Austin. L., and Chessex, S.
Publication language
Date published
01 Nov 2018
Research, reports and studies
Conflict, violence & peace

In the last five years, and particularly since the Grand Bargain commitments made at the World Humanitarian Summit (WHS) in 2016, discussions on the localisation of aid in the humanitarian sector have abounded. In its message to the WHS in December 2015, the International Red Cross and Red Crescent Movement (the Movement) sent a strong message of support for strengthening the role of local and national actors in responding to humanitarian need, while affirming the importance of complementarity with international actors, notably in situations of conflict.

In order to better understand approaches to Movement complementarity and how they may inform the localisation agenda, the British Red Cross (BRC) and the International Committee of the Red Cross (ICRC) selected three contexts (Colombia, Somalia, and Ukraine) to study how the ICRC and different Movement components work amongst themselves in armed conflict and other situations of violence that fall below the threshold of applicability of International Humanitarian Law, to enable principled humanitarian action.

In this research, the term “complementarity” refers to the interaction and comparative advantages between local, national and international components of the Movement, taking into account their respective mandates, the Movement’s Fundamental Principles and the operational settings in which they are working. Complementarity can be defined as the combination of strengths that each component can bring in a complementary way that ensures the ability of each individual component, as well as the Movement as a whole, to respond to the humanitarian needs of those affected by conflict. The comparative advantages of each of the Movement’s components, linked to their distinct mandates and identities, form the basis for Movement complementarity. While there are some shared areas of expertise, each component also possesses very distinct attributes, which when combined can enable the Movement to meet the broad range of conflict-related needs of those affected.

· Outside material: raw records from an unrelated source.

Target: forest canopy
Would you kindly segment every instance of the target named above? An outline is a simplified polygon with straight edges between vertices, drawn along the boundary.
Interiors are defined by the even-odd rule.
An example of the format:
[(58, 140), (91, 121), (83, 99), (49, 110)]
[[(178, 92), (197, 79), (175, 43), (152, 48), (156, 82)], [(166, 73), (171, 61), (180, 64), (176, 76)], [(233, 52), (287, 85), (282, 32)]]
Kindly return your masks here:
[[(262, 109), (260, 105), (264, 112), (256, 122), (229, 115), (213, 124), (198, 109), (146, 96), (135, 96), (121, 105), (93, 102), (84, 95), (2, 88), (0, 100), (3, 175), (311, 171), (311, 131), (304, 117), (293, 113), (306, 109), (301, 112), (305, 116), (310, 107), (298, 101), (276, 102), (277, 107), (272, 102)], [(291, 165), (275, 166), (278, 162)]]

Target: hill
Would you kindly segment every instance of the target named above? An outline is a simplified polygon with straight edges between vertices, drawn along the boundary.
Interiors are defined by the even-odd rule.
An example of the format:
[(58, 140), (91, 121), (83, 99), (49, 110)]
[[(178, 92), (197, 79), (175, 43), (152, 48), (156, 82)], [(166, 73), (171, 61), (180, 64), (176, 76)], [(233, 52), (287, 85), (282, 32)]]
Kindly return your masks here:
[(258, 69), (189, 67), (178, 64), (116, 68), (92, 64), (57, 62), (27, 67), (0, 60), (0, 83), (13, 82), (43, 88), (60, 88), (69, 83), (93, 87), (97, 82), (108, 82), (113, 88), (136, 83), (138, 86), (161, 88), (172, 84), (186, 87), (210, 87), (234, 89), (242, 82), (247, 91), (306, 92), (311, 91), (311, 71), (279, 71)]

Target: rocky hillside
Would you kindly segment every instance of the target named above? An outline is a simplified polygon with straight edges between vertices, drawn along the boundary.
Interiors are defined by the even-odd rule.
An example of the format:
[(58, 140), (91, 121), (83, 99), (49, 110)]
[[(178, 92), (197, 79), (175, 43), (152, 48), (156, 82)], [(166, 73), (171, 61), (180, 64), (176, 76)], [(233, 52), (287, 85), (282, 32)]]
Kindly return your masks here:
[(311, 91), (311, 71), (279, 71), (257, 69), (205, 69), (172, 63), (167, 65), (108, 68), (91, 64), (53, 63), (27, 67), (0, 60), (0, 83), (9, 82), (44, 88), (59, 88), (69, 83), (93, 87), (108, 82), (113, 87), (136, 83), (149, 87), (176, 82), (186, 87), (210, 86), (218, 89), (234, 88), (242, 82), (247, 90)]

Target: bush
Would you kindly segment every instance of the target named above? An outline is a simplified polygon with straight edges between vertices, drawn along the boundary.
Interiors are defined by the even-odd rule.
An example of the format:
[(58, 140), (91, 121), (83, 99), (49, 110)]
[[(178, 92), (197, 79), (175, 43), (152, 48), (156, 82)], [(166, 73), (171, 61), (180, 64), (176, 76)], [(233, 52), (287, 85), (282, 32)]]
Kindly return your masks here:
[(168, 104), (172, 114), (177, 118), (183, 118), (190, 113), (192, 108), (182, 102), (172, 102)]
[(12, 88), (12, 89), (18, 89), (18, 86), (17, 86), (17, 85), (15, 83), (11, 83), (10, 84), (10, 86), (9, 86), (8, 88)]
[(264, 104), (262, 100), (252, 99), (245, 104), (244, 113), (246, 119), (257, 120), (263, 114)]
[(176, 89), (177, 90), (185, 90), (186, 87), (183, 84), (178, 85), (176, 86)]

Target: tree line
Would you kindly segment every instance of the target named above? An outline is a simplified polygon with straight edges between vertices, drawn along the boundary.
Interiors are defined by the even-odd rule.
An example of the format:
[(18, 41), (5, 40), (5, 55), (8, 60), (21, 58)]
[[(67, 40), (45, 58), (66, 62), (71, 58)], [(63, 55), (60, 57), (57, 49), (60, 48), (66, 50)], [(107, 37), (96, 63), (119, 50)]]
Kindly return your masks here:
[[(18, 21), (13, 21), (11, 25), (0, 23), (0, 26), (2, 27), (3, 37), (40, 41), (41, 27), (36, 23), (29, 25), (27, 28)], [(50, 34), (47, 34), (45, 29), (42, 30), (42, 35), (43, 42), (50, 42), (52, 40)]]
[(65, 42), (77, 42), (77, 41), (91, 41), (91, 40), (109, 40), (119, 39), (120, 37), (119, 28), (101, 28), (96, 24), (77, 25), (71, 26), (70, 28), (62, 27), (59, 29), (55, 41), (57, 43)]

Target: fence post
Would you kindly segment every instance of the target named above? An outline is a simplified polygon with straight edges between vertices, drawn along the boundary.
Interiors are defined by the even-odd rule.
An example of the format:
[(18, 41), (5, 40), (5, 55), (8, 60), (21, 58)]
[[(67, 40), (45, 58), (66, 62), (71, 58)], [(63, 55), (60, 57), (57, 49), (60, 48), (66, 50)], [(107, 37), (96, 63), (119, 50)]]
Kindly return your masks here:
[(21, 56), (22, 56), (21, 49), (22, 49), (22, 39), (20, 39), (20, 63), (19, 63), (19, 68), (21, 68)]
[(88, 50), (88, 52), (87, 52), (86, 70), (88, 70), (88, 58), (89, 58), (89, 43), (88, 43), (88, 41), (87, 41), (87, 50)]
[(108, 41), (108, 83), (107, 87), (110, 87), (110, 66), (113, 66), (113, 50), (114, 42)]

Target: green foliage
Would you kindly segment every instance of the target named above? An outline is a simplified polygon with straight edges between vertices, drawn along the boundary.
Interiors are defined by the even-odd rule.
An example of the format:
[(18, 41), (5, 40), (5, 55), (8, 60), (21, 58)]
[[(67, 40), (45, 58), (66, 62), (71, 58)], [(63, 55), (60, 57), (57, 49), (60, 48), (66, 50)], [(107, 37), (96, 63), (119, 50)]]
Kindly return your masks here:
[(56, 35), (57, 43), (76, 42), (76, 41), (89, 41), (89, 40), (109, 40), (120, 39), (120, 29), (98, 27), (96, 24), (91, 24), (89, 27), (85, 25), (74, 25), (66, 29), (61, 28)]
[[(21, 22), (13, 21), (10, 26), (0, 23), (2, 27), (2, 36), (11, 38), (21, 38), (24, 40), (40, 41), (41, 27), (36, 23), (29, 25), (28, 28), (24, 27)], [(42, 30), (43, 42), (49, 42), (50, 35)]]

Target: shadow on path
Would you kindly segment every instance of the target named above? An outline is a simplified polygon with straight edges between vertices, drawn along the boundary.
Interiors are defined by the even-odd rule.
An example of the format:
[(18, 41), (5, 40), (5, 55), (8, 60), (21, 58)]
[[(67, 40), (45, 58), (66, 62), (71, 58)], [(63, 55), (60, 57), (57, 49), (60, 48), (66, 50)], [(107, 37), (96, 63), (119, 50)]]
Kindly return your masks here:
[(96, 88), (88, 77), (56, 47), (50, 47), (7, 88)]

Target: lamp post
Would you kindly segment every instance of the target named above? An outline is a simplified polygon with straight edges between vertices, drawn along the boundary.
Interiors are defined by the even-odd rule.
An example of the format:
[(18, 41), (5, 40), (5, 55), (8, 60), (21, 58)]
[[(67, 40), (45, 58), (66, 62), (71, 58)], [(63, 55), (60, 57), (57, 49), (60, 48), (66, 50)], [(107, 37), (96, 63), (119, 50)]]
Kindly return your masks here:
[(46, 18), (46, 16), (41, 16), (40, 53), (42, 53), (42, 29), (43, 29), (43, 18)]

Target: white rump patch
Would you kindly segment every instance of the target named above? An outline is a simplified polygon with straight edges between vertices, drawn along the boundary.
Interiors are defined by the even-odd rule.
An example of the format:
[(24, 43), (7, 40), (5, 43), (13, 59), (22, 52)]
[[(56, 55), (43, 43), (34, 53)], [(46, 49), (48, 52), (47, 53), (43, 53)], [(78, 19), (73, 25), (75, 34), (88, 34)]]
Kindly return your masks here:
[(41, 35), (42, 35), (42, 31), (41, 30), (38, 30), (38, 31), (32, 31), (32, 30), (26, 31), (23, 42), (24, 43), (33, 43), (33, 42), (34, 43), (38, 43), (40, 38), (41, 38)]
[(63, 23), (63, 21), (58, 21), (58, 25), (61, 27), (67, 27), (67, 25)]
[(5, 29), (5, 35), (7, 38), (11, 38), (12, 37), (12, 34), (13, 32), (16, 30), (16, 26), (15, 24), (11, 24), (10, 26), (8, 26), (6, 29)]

The three contexts selected – Colombia, Somalia, and Ukraine – represent different operating environments covering active conflict; protracted conflict; and situations of violence below the threshold of armed conflict (e.g. urban violence). Visits were undertaken to each of the case study countries in order to hold discussions with different components of the Movement – the Host National Society (HNS); the ICRC; Red Cross and Red Crescent National Societies supporting the HNS (referred to as Participating National Societies or PNS); and the International Federation of Red Cross and Red Crescent Societies (IFRC). Discussions were held with other non-Movement stakeholders in each country and internal and external documentation was reviewed.

The findings from the three country case studies have been used to inform this synthesis study and form the basis for the study’s own key findings and recommendations. Due to the sensitive and confidential nature of the content of the studies themselves, they have not been made available for publication.